Instructor: Joe Ricker
Customs and traditions are the cornerstones for any particular cultural identity. The British have long-standing traditions, and their customs have had an impact on more than just their patch of land in Europe.

More Than an Endearing Accent

What represents culture? The aspects of a region, the traditions, and social behaviors of a given society all contribute to culture. So, before we get into what makes British culture unique and distinguishable, let's take a look at some facts about the British. British culture includes different races and ethnicities, though the predominant race is white or Anglo-Saxon. Britain is predominantly Christian with a majority of British being Catholic or Protestant. Their religious affiliation continues to influence their traditions to this day.

Some less savory facts about British culture is that the British are on track to be the most obese in Europe, which may or may not have something to do with their love of pubs and pub food, especially fish and chips on Fridays. The British still recognize their monarchy and many of their customs and traditions revolve around royalty.

The Monarchy

The most culturally recognized aspect of British tradition is their monarchy. When people say 'The Queen,' it's a pretty safe bet that they're referring to the Queen of England. Royalty is a significant part of British culture and the many ceremonies surrounding royalty has been a celebrated custom for over 1000 years.

The monarchy exists today mostly as a tradition. The British have a democratic government controlled by the Parliament. However, The Queen of England is one of the few people in the world who's not required to have a passport. Royal birthdays and weddings are often a widely publicized event, drawing worldwide viewers.

Since 1660, Buckingham Palace has held a 'Changing of the Guard' ceremony. It's a common recommendation for tourists to experience this ceremony. From January to March, the ceremony takes place every Monday, Wednesday, Friday, and Sunday from 11:00 to 11:45 a.m. Daily ceremonies commence in the summer. To the British, the 'Changing of the Guard' is also known as 'Guard Mounting.'

Social Etiquette

The British pride themselves on their social etiquette. From something as proper as tea time or even as casual as fish and chips at the local pub, politeness, manners, and general courtesy are the hallmarks of their culture. For example, standing in line, what the British call a 'queue' is taken very seriously. People are respectful of this social contract and typically don't violate it.

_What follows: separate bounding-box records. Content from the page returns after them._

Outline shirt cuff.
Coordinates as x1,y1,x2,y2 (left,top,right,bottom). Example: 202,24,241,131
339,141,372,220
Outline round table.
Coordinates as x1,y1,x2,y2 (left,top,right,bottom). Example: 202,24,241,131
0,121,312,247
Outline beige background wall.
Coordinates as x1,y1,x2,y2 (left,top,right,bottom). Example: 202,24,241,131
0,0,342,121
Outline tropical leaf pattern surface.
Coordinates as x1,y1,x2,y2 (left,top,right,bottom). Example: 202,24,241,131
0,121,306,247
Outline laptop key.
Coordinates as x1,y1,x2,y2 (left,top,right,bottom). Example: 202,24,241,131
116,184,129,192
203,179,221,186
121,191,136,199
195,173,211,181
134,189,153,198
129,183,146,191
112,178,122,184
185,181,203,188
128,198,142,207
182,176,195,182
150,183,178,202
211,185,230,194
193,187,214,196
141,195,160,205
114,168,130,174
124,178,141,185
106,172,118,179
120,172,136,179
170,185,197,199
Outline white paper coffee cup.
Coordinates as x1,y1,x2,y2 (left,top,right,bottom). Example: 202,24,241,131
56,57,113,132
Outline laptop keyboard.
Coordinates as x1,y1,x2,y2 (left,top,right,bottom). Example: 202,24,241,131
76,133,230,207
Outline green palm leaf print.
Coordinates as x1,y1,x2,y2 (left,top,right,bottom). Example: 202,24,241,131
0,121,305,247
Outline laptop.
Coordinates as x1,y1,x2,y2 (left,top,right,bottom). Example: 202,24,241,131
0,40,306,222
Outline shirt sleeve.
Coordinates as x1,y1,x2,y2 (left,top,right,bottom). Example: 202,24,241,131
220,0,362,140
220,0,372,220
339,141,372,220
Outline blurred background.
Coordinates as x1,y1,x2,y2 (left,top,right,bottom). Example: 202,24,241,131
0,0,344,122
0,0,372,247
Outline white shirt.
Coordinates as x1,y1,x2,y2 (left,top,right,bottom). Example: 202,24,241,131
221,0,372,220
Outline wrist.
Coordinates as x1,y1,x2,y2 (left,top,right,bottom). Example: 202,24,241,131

The British sense of humor is also significant. The British are well known for their high-brow or intellectual humor as well as their sarcasm and wit, which is often portrayed in film, television and theatre.

The Arts

Britain has celebrated a substantial representation of the arts, especially in theatre. It's a little difficult not to boast a dominance in theatre, given that Shakespeare hailed from Britain. Their celebrations of acting and theatrical performance has extended into television and film as well, which would include one of the most renowned filmmakers and 'Master of Suspense,' Alfred Hitchcock. Anyone who's ever seen a Monty Python film knows the extent of British theatrical prowess.